Ce soir-là pourtant, son univers tout entier dut remis en question par une goutte de pluie. Elle riait, gorge déployée, sans se soucier du reste, se moquant d'un ami occupé à faire le pitre quand la goutte tomba sur sa joue, la stoppant nette. Elle ouvrit les yeux et fixa le ciel alors que d'autres gouttes déjà venaient s'abattre sur son visage. Inquiète, elle avala sa salive, revenant brusquement dans le monde réel et réalisant un peu trop soudainement qu'ils avaient quitté le port, il y avait de cela désormais une bonne vingtaine de minutes. Elle pouvait percevoir au loin, les faibles lueurs de la ville, mais techniquement, ils se trouvaient un peu au milieu de nul part. Lilith se leva en titubant et chercha du regard son ami Hannah, la seule à même de la raisonner lorsqu'elle commençait à paniquer. Mais Hannah n'était pas là. Elle était restée au port et lui avait demandé d'en faire de même. Sauf qu'elle n'avait pas écouté. Lilith n'était que très rarement raisonnable lorsqu'elle buvait. Inquiète, elle tâcha pourtant de rester calme et alla s'abriter à l'intérieur du Yacht alors que le vent se levait, un peu trop vite à son goût. Tout ça, ça va passer, c'est juste une averse. Elle tenta de se rassurer ainsi pendant une dizaine de minutes avant que les choses de se gâtent. La jeune femme s'effondra d'un coup au sol alors que l'embarcation tanguait dangereusement, comme menacée par la météo. Max' entra, encore saoul et alla se chercher un gilet de sauvetage, l'unique de l'embarcation alors qu'elle le regardait faire, les yeux écarquillés

« - Qu'est-ce que tu fais Max' ?

- Désolée chérie, mais je sauve ma peau. Le seul qui sait contrôler le Yacht ici comate et personne n'arrive à le réveiller. Vu la tempête qui approche, on va très vite être emporté par le courant et chavirer. Moi, je pense à ma vie, tu vois... »
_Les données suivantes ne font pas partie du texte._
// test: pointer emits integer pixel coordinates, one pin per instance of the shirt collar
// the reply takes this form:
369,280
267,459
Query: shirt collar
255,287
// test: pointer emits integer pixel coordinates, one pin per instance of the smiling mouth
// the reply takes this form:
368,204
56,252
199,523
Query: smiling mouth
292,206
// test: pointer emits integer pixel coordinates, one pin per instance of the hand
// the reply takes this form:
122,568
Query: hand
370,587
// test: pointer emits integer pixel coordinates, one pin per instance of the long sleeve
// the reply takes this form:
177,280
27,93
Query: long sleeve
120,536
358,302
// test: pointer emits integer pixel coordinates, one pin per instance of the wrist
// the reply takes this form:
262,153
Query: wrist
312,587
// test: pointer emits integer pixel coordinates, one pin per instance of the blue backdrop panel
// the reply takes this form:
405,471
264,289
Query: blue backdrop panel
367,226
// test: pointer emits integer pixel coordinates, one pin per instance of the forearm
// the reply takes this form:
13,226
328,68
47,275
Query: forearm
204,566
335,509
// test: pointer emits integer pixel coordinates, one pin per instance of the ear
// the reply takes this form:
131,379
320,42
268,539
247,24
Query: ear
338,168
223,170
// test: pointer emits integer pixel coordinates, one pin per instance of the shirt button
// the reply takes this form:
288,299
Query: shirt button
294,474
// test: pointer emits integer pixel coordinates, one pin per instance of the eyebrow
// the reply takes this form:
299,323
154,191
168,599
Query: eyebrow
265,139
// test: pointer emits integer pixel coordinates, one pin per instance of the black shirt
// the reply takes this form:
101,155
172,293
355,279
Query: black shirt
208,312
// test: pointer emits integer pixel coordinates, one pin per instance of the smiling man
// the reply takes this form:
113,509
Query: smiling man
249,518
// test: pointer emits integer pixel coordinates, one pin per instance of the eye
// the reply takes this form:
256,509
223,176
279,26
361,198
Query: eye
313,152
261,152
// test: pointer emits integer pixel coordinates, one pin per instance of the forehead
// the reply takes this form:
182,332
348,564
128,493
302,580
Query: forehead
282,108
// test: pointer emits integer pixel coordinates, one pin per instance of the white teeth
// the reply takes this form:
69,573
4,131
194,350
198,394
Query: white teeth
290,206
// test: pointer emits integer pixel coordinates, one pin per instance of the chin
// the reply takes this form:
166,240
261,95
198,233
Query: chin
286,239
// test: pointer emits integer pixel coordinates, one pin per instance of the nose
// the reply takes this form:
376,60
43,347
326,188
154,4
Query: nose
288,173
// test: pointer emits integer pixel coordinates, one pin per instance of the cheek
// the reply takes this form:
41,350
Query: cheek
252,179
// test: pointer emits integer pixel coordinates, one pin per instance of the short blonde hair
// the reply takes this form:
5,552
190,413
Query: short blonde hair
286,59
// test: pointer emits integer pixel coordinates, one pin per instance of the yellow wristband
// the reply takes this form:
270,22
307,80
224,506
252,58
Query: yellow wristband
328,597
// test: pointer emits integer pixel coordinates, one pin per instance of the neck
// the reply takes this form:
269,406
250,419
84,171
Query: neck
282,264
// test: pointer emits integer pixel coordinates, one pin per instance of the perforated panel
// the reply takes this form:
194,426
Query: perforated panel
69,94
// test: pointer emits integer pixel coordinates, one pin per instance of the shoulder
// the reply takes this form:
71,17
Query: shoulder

Il s'en alla aussi rapidement qu'il était venu alors que Lilith, tétanisée, luttait contre l'envie de hurler d'effroi. Mourir ? Vraiment ? Son instinct de trouillarde lui somma de se trouver de quoi survivre, alors elle chercha, partout. Mais elle ne trouva rien et dans un dernier effort, elle se réfugia dans un placard, priant pour sa vie et celle des autres. Après quelques roulements, un temps de flottement et un silence absolu, la jeune femme perçu les premiers cris de détresse de ses amis qui hurlaient à l'aide. Et elle se détesta d'avoir si peur. Et elle se détesta de ne pas avoir la force d'intervenir. Elle regretta tellement, tellement de choses alors que des larmes ravageaient son visage. Elle entendit un craquement sinistre et l'eau s'infiltra lentement dans sa cachette. Elle devina que la coque venait de céder et que bientôt, ils mourraient tous noyés, comme dans ses pires cauchemars. Arrivée à hauteur de ses genoux, l'eau vint plus vite et monta avec plus de dangerosité, si bien que Lilith paniqua. Tentant le tout pour le tout, elle décida de sortir, mais par un mauvais concours de circonstance, le loquet refusa de s'ouvrir et elle se sentit subitement piégée. Paniquant, elle utilisa son peu de force pour tenter de défoncer la porte, sans grand succès. L'eau continuant son chemin, lui arriva bientôt à hauteur des épaules et Lilith se mit à crier à son tour. Elle hurlait, s'égosillant sans grand espoir mais muée par l'envie de vivre. Bientôt, l'eau vint recouvrir son visage et dans un dernier songe à ses parents, elle les supplia de venir la chercher. Elle supplia le monde entier de la sauver. Pourvu, pourvu que quelqu'un lui vienne en aide. Elle avait besoin d'aide. Ses yeux se fermèrent et elle expira soudainement ses dernières réserves d'air alors que l'eau s'engouffrait puissamment dans ses poumons, la brûlant de l'intérieur. Elle ne chercha même pas à se débattre, ni même à lutter. Personne ne la sauverait de cette mort qu'elle craignait tant. Pas même cette main puissante qui après l'avoir libéré l'attira brusquement dans les profondeurs de l'océan.